MI – Até que idade esteve no Castilho?

JJ – Até os 29 anos, era para continuar, mas tive que parar para dar atenção à minha família. Depois passei a jogar futebol de cinco nos polivalentes. Eu não era brincadeira também. Joguei pela equipa da Shell e marcava muitos golos. Depois enveredei-me pelo ténis aos 33 anos de idade.

MI – O que o levou a experimentar o ténis?

JJ – Queria estar ocupado, mas depois tive um problema de saúde e fui obrigado a parar com tudo.

MI – Neste momento não pratica nenhuma actividade desportiva?

JJ – Nada porque fui operado num dos pés, cortaram-me dois dedos e não tenho muito equilíbrio. Mas continuo a ser um adepto do desporto.

MI – Aliás continua a ir frequentemente ao estádio Adérito Sena.

JJ – Sim vou porque fui alvo de uma homenagem pela associação de futebol de S. Vicente e deram-me um cartão de entrada livre vitalício. Aproveito para agradecer esse gesto e também a todos aqueles que foram assistir ao jogo de homenagem.

“Reforço” do Mindelense

MI – Como se sente ao ver o pessoal hoje a jogar na relva, coisa que não havia no teu tempo?

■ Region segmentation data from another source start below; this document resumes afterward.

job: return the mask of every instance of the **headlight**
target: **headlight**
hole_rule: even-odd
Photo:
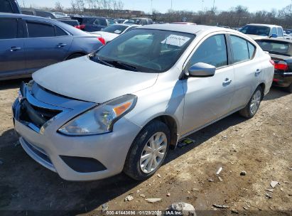
[[[101,134],[112,131],[117,120],[136,105],[137,97],[126,94],[77,116],[63,126],[58,131],[70,136]]]

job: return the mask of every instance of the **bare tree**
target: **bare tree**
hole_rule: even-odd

JJ – Jogar na relva é uma maravilha. Quando fui com o Mindelense para Angola…

MI – … Como assim?????

JJ – … não queria abordar este assunto, mas pronto. Acompanhei o Mindelense num torneio realizado em Angola.

MI – Mas, explica-me, como foi parar ao Mindelense e vestir a camisola vermelha?

JJ – Acontece que o Mindelense ia fazer essa digressão e precisava reforçar o plantel. Por isso, o treinador Tchida convidou o Armandim, Calú Pitão, eu e o Ducha para integrarmos a equipa. Eu fui mais com o intuito de defender a imagem de Cabo Verde. O Ducha jogava na altura pelo Castilho e foi para o Mindelense quando regressamos. Fomos também para São Tomé, jogamos duas partidas, ganhamos uma e perdemos a outra.

MI – Está explicado. Qual a importância que atribui ao futebol na tua vida?

JJ – Se não fosse o futebol eu não seria conhecido. Se hoje tenho tantos amigos é graças ao futebol.